Presented by

It starts up front with a refusal to be moved

If it's not fun, he's done


Lior from Turners Falls, MA

You mentioned a team's run defense can be fixed on the practice field. What was the Packers' run defense missing against Seattle, and how do position coaches go about correcting those things in preparation for the following week's game, as well as throughout the season as a whole?

I'm not a coach, but I've listened to enough coaches talk about how to play fundamentally sound run defense to know that improving the run defense usually begins with better pad level. I checked it out a little bit last night and I saw guys standing up at the snap of the ball, instead of staying low, digging in, getting under their blockers' pads and refusing to be moved. In a two-gapping scheme, just hold the point of attack. That's all. Stopping the run is a mindset. In a two-gapping scheme it's a refusal to be moved. With that complete, the linebackers then have to run to the ball, sink their hips and strike the rising blow. That's run defense, as told to me by a lot of coaches who were and are very good at teaching it.

Jason from Seattle, WA

It seemed like Rodgers wasn't being Rodgers yesterday. I saw a lot of tough throws I thought he could make: a couple of slants, that two-point conversion throw, a sideline throw, that bomb. Am I crazy? Is he just rusty?

He was playing with half a field. That was problem No. 1. No. 2, it appeared to me his receivers were coming open late, and that's not what you want in a rhythm passing attack. The Seahawks secondary disrupted the timing in the Packers' passing attack. That's what I saw, but the possibility exists I'm wrong.

Mike from Scott AFB, IL

Okay, first I get that you work for the Packers and you won't be honest with questions.

That's how you start your question? Why would I bother answering the question, Mike, if you won't trust my answer to be honest. I don't deserve that disrespect.

Danny from Ashland, WI

Vic, agree or disagree, our play calling is very predictable?

Danny, you'll never fully enjoy or appreciate the game of football, its demands and its charm if you believe it's a play-calling game. You want to beat your opponent with strategy, and that might work in a game or two, but what about all of the other games? The other guys are trying to call good plays, too. Good football is a blend of sound strategy and victorious performance. I'm not an expert on strategy, but I've watched enough football to know it was the Seahawks that are to be credited with a victorious performance.

Mattias from Madison, WI

Vic, I wanted to let you know I won't be reading your "Ask Vic" articles until the mass hysteria over this loss has died down. I feel the Packers will crush some team in December the way the Seahawks dismantled our team in September. I am saving my overreaction for that game. I won't waste my enjoyment of football on negative emotions. See you late next week.
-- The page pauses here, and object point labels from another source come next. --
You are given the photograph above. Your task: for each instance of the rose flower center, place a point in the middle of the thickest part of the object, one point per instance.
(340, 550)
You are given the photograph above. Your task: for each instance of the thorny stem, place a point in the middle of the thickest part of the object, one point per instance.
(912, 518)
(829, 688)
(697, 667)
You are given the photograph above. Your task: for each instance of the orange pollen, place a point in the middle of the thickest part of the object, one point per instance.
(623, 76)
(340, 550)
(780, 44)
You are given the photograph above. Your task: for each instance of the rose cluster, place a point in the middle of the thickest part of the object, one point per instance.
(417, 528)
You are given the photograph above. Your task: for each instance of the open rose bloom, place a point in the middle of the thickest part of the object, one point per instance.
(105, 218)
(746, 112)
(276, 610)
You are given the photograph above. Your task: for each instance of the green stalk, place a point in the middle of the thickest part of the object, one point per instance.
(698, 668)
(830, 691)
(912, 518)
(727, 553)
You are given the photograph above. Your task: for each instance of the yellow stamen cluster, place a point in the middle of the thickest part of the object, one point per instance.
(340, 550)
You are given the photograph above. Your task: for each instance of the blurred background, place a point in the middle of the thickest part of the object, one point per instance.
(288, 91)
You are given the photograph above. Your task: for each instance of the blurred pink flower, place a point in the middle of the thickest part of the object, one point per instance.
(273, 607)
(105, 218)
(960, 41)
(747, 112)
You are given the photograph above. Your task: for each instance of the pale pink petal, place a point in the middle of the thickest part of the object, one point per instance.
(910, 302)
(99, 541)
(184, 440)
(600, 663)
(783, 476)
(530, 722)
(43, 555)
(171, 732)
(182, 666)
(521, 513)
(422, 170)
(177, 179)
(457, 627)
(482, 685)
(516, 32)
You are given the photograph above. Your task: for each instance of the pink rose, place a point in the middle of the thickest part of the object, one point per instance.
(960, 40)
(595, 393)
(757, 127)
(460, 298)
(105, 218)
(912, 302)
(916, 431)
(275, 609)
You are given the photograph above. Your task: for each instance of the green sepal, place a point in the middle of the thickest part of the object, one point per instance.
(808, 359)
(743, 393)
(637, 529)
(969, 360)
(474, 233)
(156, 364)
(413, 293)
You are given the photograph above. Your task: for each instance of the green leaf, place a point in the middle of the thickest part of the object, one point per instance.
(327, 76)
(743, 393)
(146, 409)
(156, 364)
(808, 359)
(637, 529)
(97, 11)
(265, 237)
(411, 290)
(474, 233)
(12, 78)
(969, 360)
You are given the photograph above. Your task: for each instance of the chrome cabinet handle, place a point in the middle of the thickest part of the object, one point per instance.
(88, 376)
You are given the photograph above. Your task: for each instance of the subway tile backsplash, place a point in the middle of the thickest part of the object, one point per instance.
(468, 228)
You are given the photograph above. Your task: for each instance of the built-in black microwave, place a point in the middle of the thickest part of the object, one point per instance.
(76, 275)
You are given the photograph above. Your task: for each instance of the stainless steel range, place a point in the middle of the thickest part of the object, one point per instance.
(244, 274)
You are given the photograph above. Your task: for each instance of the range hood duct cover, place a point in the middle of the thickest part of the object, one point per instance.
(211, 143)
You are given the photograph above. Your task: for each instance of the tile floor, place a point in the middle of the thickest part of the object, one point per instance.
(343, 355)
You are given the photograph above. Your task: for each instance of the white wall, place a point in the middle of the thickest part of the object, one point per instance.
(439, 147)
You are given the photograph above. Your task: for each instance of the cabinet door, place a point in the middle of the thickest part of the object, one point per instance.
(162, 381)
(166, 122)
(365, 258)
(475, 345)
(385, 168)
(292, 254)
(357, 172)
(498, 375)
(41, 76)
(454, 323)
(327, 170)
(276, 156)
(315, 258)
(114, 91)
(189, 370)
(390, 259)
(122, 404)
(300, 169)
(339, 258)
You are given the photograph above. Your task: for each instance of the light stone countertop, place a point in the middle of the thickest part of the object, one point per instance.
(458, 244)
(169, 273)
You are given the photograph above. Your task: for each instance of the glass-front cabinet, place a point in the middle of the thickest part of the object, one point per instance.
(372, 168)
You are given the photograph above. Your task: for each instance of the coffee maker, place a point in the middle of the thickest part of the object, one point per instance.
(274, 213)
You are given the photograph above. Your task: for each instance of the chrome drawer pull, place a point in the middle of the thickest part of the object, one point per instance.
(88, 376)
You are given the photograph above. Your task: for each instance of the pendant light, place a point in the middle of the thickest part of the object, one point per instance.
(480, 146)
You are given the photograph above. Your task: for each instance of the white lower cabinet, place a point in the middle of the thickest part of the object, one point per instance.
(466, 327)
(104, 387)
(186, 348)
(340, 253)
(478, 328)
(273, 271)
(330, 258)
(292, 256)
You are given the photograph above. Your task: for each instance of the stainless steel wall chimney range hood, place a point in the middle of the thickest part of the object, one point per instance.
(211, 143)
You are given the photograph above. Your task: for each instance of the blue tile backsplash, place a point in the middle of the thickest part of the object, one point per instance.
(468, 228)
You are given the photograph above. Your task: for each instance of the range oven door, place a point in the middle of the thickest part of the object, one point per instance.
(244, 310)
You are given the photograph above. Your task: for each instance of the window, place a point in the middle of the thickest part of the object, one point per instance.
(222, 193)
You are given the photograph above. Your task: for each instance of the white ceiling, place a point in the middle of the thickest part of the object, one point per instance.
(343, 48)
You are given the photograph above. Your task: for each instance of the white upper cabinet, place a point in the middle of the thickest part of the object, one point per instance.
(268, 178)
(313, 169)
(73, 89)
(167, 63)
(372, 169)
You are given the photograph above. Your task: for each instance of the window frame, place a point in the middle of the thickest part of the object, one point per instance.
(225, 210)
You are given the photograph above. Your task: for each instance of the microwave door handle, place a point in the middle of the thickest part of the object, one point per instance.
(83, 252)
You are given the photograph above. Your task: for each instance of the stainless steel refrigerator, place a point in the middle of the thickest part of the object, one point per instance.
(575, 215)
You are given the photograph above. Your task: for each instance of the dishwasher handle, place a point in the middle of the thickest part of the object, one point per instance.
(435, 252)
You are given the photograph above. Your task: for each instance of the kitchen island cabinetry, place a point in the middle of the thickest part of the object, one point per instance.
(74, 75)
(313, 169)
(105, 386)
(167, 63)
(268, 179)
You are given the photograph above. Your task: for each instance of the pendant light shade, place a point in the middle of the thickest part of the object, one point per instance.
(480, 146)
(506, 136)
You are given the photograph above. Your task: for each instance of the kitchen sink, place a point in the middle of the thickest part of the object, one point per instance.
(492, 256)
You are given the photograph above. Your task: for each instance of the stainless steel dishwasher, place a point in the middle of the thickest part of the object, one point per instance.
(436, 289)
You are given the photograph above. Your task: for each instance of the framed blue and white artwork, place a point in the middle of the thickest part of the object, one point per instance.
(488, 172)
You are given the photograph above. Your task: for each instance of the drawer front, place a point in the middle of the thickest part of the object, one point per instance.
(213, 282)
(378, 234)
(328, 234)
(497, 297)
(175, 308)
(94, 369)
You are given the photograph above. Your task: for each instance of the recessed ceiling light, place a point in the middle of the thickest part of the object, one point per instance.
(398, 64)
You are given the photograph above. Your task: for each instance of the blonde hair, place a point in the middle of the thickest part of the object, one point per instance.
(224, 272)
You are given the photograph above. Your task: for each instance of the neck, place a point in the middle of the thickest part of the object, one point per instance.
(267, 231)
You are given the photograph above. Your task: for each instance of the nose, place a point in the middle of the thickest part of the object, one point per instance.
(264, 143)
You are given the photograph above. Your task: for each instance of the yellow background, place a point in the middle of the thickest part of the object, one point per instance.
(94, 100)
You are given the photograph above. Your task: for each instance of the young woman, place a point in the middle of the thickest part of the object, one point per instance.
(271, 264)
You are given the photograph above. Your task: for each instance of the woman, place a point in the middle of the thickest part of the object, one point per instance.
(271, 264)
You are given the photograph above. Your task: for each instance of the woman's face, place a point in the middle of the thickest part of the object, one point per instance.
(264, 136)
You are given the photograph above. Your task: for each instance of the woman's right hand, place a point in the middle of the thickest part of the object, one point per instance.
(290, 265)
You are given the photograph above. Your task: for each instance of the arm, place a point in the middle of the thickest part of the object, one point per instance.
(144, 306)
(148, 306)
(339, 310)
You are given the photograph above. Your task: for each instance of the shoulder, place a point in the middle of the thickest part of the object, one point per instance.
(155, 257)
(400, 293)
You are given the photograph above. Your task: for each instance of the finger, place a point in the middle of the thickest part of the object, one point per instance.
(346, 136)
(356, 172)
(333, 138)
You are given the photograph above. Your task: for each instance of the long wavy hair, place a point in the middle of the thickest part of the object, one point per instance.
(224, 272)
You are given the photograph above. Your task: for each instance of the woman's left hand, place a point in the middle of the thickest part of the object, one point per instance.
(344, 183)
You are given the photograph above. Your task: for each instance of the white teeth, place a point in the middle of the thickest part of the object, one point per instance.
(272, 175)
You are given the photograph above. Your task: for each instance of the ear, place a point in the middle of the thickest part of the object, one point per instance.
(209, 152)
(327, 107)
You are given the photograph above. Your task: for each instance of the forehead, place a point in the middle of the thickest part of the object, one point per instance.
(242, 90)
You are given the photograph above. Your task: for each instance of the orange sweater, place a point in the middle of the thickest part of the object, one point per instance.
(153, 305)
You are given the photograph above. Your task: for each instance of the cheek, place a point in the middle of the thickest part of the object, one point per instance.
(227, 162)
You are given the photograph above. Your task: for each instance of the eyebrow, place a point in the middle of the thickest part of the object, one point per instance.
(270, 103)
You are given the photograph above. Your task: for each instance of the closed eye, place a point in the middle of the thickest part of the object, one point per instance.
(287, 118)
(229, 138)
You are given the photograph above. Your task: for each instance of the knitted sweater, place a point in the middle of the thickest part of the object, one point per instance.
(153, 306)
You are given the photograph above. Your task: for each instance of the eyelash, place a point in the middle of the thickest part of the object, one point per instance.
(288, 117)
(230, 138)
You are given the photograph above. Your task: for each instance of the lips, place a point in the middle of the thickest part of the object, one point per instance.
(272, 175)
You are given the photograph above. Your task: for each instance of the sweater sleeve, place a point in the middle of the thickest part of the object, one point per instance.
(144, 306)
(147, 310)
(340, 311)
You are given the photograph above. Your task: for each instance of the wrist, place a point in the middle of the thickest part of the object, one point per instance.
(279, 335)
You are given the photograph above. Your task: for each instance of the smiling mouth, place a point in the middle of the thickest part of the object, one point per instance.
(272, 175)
That makes total sense. I congratulate you for being a discriminating reader. If it's not fun, you're done. I get it.

Brad from Tinley Park, IL

Will the defense ever get better?

It will get better as soon as its run defense improves. Last season is proof of that. Coming off that win at midseason in Minnesota, the Packers were one of the top run defenses in the league, and everything about their arrow on defense was pointing up. Then, the run defense went into decline and so did the defense as a whole. It starts up front.

Al from Groveport, OH

I am so tired of the coach/player speak after horrible losses. Why can't they just own up and say the truth, we are cotton soft and cannot beat the big boys?

Any player that would say that should be cut and any coach speaking those words would likely be fired. What you're suggesting isn't an admission, it's surrender.

Mark from Liberty, MO

Vic, what do you consider was the turning point in the game? I thought it was the interception off Jordy Nelson's fingers following a great stop by our defense on the previous Seattle possession.

In my opinion, the safety was the turning point. The Seahawks followed it with a 53-yard touchdown drive. That Seahawks defense isn't going to lose a 19-point lead in the fourth quarter.